I'm no exception. I'm naked right now. Kidding! That's a joke. I'm wearing a cashmere blend sweater and denim jeans with my indoor slippers. What I mean is I'm no exception to telling myself stories of a grand "someday."


After I wrote the last two words of Trail of the Heart (Spoiler alert: The and End), I fully expected the masses to storm my front door. I'd be casually going about my day, stepping out for a dog walk or errand, and mobs of fans would be holding up signs, chanting" Woo hoo," "Wow," or some other spectacular "W" word to get my attention. They knew I'd just written the most remarkable romantic tale since Romeo and Juliet without all the depressing details.

None of that happened. My life was the same as always. The same face stared back at me in the mirror as I brushed my teeth. My husband never once asked for my autograph. And my pets still expected the same 5-star treatment to which they’d grown accustomed.


So now what?

So what now? All this work and effort and all I had to show for it was a computer document with around 60,000 words and a fantasy that would occasionally insist I at least peek out the window and look for one or two people interested in a good book. I earned that much, right?
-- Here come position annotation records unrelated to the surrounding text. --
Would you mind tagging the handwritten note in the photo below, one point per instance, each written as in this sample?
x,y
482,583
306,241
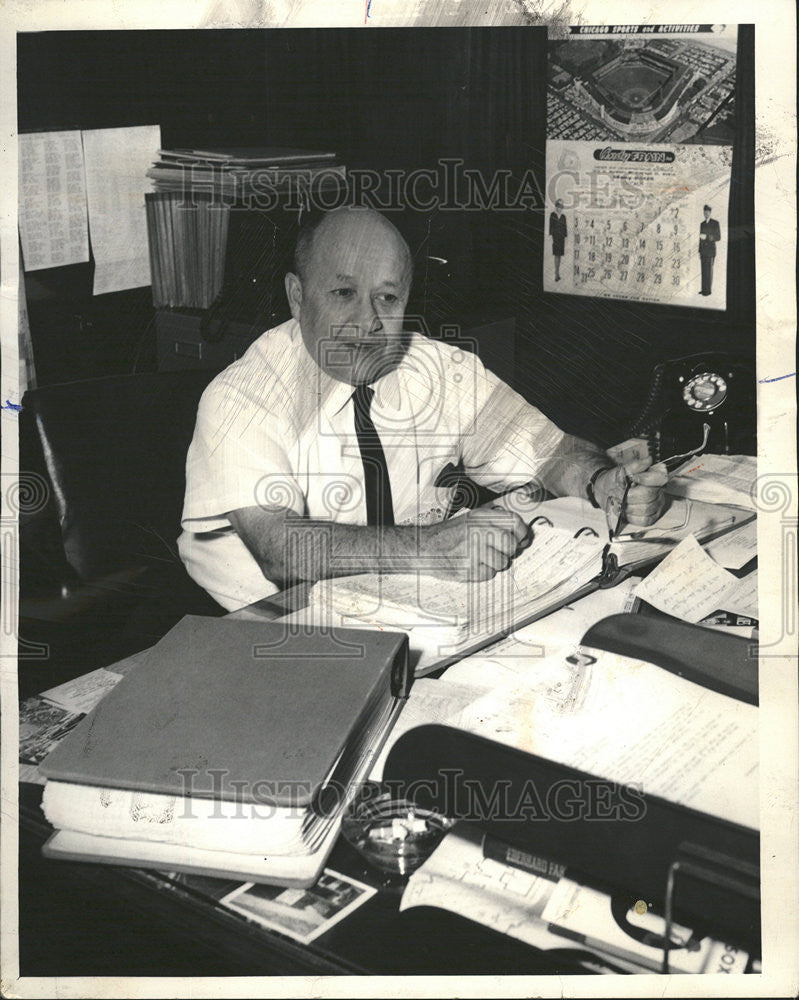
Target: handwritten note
x,y
83,693
688,584
736,548
457,877
716,479
53,227
632,722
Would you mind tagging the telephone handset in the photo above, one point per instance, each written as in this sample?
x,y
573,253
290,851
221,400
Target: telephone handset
x,y
712,388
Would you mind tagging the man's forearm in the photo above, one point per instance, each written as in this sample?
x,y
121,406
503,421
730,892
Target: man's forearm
x,y
291,549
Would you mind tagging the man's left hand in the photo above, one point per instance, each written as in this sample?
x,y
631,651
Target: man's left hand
x,y
646,500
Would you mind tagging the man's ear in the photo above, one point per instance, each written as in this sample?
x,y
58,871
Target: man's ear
x,y
294,294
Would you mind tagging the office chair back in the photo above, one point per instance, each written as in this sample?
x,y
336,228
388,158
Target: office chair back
x,y
115,452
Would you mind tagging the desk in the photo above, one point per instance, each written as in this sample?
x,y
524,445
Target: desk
x,y
136,922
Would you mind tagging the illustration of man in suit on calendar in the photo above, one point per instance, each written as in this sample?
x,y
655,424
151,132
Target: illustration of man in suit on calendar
x,y
558,231
709,235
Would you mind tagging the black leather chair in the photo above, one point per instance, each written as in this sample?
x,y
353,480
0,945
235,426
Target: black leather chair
x,y
100,575
714,388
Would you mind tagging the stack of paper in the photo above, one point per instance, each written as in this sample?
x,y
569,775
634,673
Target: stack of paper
x,y
232,750
250,174
556,564
188,241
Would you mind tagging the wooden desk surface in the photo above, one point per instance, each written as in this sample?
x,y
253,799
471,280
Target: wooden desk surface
x,y
145,923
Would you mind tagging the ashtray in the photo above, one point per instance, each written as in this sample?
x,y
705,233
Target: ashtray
x,y
392,833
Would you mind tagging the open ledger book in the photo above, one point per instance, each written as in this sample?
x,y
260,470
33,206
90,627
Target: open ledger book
x,y
570,556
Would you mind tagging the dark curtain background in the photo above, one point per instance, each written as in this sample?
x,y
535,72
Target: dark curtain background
x,y
383,99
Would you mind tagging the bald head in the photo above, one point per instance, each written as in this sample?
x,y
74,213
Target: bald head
x,y
351,283
357,225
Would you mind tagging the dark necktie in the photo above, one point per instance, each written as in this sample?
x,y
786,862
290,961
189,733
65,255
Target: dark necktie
x,y
379,505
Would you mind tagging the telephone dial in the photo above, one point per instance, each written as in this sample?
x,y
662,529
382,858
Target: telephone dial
x,y
714,389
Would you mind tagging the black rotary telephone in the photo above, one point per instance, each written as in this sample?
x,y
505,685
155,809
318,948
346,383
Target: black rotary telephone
x,y
713,388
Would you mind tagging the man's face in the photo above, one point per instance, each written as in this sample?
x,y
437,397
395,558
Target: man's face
x,y
351,300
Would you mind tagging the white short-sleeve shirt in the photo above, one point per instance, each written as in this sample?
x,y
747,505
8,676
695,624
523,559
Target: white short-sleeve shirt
x,y
274,429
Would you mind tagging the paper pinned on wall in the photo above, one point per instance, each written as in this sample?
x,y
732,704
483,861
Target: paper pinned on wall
x,y
116,160
690,585
52,200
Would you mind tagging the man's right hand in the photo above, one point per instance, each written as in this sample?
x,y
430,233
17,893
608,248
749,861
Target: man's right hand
x,y
474,546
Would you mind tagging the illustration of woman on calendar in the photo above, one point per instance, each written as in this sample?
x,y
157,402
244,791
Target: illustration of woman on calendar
x,y
558,231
What is every writer’s wish? To be traditionally published. Daunting, yes, but clearly, the logical next step. Too bad I forgot that Satan never stops creating new versions of hell, and the process of rating as enough for agents and publishing houses is one he considers a masterpiece.
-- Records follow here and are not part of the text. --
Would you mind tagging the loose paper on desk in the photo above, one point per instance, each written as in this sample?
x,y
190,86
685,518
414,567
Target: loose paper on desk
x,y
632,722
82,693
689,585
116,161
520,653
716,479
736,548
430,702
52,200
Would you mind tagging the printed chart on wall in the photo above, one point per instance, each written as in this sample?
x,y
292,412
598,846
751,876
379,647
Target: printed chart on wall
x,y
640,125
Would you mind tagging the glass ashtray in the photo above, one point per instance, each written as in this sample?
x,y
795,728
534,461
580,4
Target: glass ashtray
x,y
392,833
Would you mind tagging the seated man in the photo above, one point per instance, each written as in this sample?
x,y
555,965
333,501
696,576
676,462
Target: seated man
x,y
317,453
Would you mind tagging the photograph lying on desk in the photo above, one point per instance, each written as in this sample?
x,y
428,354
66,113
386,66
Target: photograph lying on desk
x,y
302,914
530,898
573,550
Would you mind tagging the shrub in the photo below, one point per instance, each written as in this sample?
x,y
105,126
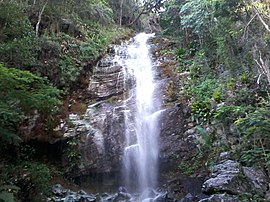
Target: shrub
x,y
23,94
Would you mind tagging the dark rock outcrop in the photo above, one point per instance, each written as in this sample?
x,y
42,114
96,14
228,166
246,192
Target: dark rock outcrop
x,y
234,180
227,178
101,136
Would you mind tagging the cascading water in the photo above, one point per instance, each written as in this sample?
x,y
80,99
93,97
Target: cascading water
x,y
142,110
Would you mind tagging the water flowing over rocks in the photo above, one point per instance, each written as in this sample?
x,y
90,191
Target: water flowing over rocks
x,y
100,135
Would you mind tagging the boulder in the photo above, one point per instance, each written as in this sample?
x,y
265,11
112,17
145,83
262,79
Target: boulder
x,y
221,198
227,177
256,178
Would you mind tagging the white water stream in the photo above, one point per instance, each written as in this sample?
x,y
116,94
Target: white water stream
x,y
142,112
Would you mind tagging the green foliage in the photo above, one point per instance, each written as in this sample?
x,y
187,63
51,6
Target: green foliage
x,y
40,176
22,94
17,38
201,111
254,129
72,156
193,165
206,88
7,193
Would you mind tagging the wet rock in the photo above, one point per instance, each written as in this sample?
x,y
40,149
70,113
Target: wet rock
x,y
66,195
221,198
226,177
108,78
256,178
173,144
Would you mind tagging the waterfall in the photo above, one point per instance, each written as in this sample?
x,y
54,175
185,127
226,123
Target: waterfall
x,y
142,111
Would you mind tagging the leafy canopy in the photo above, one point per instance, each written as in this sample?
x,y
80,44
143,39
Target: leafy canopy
x,y
22,94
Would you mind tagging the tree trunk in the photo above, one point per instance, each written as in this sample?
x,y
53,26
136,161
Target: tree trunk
x,y
39,17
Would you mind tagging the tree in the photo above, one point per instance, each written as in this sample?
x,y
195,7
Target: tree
x,y
23,94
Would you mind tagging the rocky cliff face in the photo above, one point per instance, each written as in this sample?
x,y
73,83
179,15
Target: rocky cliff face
x,y
100,131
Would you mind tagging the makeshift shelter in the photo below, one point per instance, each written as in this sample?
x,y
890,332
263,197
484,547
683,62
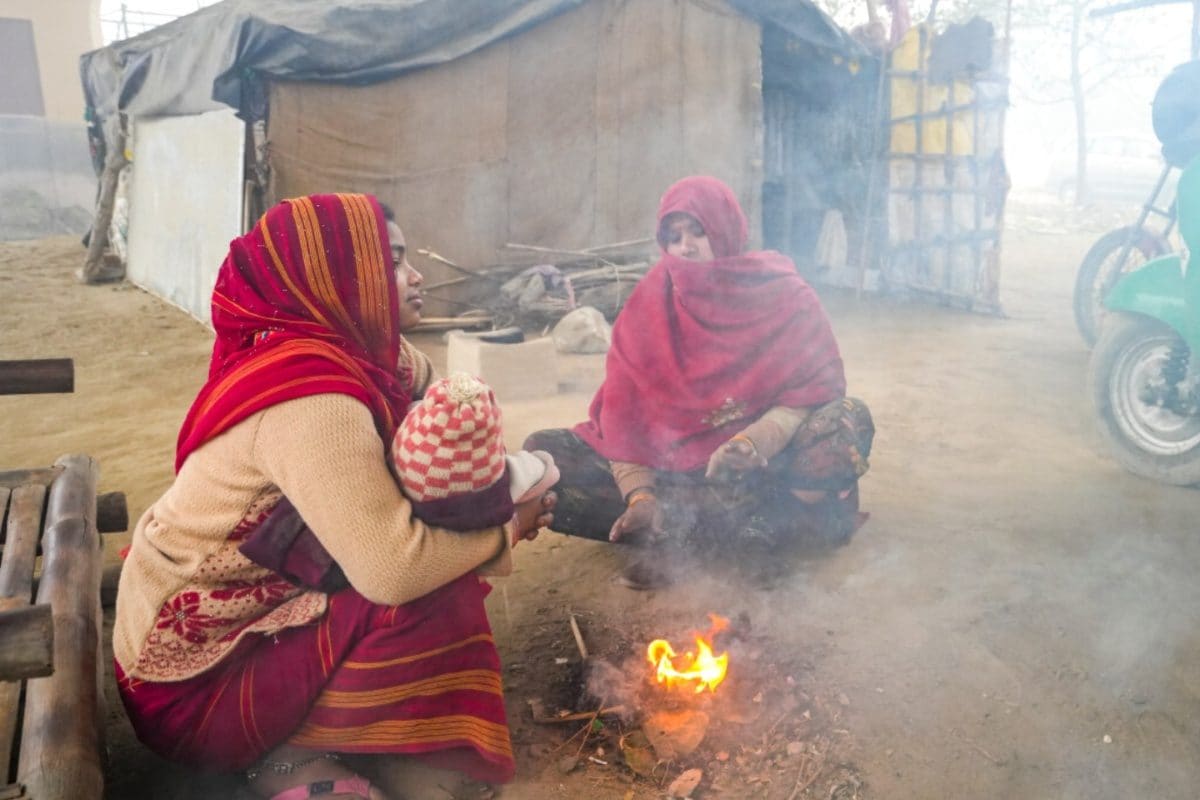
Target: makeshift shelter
x,y
547,122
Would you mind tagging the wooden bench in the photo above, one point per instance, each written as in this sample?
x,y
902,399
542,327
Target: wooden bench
x,y
52,669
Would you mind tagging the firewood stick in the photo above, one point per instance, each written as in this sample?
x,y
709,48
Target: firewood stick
x,y
579,638
441,259
613,710
37,377
64,725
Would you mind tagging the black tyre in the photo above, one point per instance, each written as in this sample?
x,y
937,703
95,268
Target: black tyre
x,y
1146,439
1102,268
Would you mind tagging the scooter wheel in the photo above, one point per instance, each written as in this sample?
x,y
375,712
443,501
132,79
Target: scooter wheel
x,y
1146,439
1102,268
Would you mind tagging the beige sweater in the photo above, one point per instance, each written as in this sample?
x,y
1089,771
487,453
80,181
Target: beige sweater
x,y
187,595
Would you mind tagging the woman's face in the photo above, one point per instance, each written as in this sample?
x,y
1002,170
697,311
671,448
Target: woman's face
x,y
685,238
408,281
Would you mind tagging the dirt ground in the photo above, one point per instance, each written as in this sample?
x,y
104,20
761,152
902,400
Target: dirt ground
x,y
1015,620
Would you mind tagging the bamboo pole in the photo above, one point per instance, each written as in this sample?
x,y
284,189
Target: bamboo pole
x,y
37,377
22,531
63,735
112,512
27,641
But dreams die hard, and I’m not afraid to work. I compiled a list of every agent who represented romance writers. I wrote the best submission letters within my capability. I worked and reworked my summary, removing excess words and phrases without losing context. (Agents are busy. Don’t waste their time.) I ensured the first few chapters of my stories were engaging and edited well. Finally, the day had come. I was ready to flood email boxes with my request. “Please, God, take me on!” Okay, so It was more nuanced than that, but you get the gist.


Responses came almost immediately. My heart raced. My breaths quickened, and my belly twisted as my index finger hovered over the “open email” key. I hit the button, and one after the other, the response looked similar to this:

No. No. No. No. No. No. No. No. No. No. No.
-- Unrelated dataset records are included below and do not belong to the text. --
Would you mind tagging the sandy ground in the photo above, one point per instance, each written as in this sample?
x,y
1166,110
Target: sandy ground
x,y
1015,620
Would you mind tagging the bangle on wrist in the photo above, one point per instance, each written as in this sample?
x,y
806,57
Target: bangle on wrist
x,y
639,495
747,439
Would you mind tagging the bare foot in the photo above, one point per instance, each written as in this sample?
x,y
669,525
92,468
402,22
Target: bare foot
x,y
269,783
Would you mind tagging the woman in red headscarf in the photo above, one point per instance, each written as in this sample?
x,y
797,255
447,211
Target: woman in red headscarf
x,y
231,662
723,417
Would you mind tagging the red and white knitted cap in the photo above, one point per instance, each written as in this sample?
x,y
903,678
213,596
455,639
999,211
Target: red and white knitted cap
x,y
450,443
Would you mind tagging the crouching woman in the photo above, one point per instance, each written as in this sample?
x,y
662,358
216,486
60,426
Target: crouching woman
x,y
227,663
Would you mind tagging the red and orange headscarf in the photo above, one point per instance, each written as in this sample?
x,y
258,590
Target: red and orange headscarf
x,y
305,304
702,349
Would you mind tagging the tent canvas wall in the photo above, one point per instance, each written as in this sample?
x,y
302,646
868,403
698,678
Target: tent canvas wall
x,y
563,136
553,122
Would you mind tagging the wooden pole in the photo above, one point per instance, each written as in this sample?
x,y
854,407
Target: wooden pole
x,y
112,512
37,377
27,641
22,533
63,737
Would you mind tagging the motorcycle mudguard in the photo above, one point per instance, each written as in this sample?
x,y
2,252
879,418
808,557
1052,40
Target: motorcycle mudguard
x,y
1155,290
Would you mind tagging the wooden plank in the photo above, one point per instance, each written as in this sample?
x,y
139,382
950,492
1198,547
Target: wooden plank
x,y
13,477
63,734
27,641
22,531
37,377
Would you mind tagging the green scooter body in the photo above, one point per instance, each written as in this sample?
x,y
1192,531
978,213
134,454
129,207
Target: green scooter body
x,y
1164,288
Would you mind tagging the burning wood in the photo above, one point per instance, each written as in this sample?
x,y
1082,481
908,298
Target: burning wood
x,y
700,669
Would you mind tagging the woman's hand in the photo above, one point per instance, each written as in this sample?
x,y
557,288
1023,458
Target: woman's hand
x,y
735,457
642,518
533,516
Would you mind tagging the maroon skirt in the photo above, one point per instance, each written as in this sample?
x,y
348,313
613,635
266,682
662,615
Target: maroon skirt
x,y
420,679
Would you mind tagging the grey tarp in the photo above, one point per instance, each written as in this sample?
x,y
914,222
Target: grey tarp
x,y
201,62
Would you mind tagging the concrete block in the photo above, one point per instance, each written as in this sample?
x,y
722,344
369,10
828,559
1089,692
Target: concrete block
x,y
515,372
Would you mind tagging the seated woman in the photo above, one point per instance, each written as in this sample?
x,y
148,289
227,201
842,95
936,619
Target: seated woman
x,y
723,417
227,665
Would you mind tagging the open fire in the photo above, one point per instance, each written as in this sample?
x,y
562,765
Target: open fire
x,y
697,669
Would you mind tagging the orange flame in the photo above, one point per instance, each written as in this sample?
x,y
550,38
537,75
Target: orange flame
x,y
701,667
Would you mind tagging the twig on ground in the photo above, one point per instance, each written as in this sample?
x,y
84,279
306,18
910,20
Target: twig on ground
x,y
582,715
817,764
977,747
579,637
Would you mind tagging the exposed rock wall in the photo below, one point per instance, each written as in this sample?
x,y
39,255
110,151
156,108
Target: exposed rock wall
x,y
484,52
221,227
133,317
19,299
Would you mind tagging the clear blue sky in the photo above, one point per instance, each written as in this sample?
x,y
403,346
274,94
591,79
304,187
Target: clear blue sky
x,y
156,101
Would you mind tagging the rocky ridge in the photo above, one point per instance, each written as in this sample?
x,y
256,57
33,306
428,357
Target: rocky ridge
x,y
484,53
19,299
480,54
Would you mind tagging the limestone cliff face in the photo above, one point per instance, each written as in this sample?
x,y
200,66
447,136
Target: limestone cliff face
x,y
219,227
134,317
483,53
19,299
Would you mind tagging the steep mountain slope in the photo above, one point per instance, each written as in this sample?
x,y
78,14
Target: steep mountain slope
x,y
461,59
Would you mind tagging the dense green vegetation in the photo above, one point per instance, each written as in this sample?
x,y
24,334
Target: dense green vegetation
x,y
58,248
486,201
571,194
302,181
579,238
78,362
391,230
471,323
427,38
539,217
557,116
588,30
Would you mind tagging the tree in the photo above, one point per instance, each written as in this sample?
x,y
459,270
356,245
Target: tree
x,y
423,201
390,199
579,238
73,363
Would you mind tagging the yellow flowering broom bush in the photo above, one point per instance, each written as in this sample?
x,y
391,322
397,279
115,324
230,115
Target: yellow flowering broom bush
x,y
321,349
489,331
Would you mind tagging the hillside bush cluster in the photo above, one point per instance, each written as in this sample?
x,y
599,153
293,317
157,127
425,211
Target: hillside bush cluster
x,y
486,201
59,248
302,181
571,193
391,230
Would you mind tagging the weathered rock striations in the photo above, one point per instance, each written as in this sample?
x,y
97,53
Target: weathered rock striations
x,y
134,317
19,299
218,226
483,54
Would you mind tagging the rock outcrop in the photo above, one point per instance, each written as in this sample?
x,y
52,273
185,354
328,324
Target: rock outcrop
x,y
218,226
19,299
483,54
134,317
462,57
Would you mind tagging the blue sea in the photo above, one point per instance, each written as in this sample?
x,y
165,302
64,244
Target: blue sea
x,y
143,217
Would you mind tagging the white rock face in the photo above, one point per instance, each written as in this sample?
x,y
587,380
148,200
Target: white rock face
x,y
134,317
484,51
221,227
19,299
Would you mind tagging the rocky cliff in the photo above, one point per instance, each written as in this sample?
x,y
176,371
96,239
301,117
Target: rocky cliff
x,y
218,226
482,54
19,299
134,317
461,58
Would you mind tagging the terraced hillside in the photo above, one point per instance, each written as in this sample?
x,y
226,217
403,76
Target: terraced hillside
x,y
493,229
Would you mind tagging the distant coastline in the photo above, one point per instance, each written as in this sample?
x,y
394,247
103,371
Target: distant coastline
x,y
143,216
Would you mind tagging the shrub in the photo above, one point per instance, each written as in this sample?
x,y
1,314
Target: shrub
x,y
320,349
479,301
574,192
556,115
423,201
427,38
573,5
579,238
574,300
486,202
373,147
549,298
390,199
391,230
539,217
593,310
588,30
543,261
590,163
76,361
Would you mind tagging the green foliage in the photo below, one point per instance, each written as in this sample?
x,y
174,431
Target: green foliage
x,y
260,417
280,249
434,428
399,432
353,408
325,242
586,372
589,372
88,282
No. No. No. No. No. No. No. No. No. No. No.

No. No. No. No. No. No. No. No. No. No. No.

Dead end after dead end, sending me back to square one. I didn’t regret the toil without harvest because when we don’t try, we can never get a “yes.” Yet, sadly sometimes, when we do try, our ego takes a beating. Life doles out the lessons we need for the life we choose, and rejection is only a stepping stone.


What's a Luddite to do?

This is a new world, and there are many tools we can use as a workaround., mainly the internet. Sounds good, unless you’d spent the previous decade-plus existing in your own insulated world, surrounded mainly by four-legged friends and the great outdoors. I lived in the natural world while the other humans on the planet had entered this virtual one. As a Luddite, I had no choice but to dive into the abyss, a sea of unknowns.


If I had to do it alone, you wouldn’t be here reading because this blog post wouldn’t exist. I may not have an agent to advocate for me, but I can do that myself. I don’t have a publishing house behind me. Still, I have exemplary professionals on my side, namely my graphic designer, Jamie Ross of Fat Cat Design, and my editor, Stephanie Blackman of Riverhaven Books. I’m not in any bookstores (yet) or libraries, but my sister sells them in her gift shop at the Inn at Ellis River in New Hampshire, and Amazon is where most people purchase paperbacks these days. When you add in the friends and relatives who support me in too many ways to list, it’s apparent that though my dreams may not be traditionally fulfilled, indie-filled is still full.